WARSAW - Poland's foreign minister on Monday said Warsaw was able to take in more refugees than its share of over 9,000 under the European Union quota plan but would like to see the bloc's borders sealed.
The eastern EU member has so far agreed to accept only 2,000 refugees as Europe struggles to cope with its worst migration crisis since World War II.
Warsaw however insists on accepting asylum seekers on a voluntary basis, rejecting the obligatory quotas proposed by the European Commission.
"Poland is able to take in more refugees on a voluntary basis than those stipulated by the compulsory quotas proposed by the European Commission," Foreign Minister Grzegorz Schetyna wrote in an opinion piece in the Gazeta Wyborcza daily, without specifying a number.

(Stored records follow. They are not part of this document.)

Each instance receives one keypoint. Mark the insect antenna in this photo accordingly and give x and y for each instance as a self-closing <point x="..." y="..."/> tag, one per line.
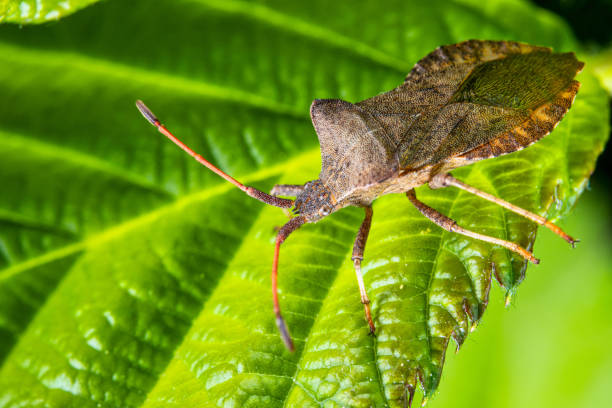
<point x="252" y="192"/>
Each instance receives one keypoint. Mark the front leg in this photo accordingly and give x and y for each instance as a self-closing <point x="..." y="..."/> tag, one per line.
<point x="358" y="248"/>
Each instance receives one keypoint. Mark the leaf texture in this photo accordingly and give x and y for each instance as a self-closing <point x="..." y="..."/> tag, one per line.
<point x="133" y="277"/>
<point x="39" y="11"/>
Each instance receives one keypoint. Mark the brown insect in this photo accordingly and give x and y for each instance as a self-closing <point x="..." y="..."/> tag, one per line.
<point x="460" y="104"/>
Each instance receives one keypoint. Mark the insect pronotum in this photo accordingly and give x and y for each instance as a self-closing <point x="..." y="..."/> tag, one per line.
<point x="460" y="104"/>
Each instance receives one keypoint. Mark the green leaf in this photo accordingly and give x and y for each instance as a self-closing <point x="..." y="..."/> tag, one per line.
<point x="134" y="277"/>
<point x="39" y="11"/>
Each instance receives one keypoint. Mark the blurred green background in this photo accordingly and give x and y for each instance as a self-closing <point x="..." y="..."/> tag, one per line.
<point x="550" y="348"/>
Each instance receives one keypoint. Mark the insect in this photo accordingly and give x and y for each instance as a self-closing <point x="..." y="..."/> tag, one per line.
<point x="460" y="104"/>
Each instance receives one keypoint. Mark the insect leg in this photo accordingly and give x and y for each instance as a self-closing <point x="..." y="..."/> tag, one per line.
<point x="283" y="233"/>
<point x="444" y="180"/>
<point x="250" y="191"/>
<point x="358" y="248"/>
<point x="450" y="225"/>
<point x="287" y="190"/>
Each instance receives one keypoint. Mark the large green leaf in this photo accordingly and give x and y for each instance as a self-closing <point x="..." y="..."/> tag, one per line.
<point x="131" y="276"/>
<point x="38" y="11"/>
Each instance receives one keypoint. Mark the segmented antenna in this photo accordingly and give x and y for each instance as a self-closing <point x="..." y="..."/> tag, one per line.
<point x="252" y="192"/>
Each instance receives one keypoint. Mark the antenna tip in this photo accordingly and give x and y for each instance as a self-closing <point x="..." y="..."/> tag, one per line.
<point x="146" y="112"/>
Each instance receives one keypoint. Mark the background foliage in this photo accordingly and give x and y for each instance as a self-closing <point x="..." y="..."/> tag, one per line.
<point x="133" y="277"/>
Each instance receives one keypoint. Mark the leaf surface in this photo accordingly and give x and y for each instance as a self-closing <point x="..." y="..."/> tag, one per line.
<point x="133" y="277"/>
<point x="39" y="11"/>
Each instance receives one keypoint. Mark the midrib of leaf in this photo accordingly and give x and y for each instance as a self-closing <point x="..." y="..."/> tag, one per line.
<point x="154" y="215"/>
<point x="306" y="29"/>
<point x="105" y="68"/>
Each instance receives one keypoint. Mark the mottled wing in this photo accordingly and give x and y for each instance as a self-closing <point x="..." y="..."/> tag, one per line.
<point x="355" y="149"/>
<point x="476" y="99"/>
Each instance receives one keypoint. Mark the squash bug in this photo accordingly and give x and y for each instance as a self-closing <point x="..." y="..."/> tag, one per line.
<point x="460" y="104"/>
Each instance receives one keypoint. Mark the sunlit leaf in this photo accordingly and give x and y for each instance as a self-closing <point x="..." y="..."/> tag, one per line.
<point x="131" y="276"/>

"But for this to happen, comprehensive and effective changes must be made by the European Union and its member states on organising political asylum and migration," he added in the editorial also published by several other European news outlets.
"We need to strike the right balance between helping those in need and guaranteeing the security of our citizens." The migrant influx has created a deep rift between western and eastern EU members, with hardliners like the Czech Republic, Hungary, Poland and Slovakia opposed to the obligatory quotas championed by Germany.
The foreign ministers of the four eastern states are due to meet in Prague later Monday to discuss the migrant crisis along with their counterparts from Latvia, Romania and Luxembourg, which holds the EU presidency.
"The first priority must be to seal EU borders. Only by doing so will we be able to avoid further chaos and brutal skirmishes on the frontiers," Schetyna said in the editorial.
"We must make sure that extradition agreements are enforced. Thorough border controls have to be implemented." He also called on the EU to "invest in reception centres for refugees," where they would be identified as either refugees or economic migrants.
He added that the EU must also help bolster stability in the countries from which the refugees are fleeing by playing "a more active role in helping defuse conflicts, in particular in Syria and Libya."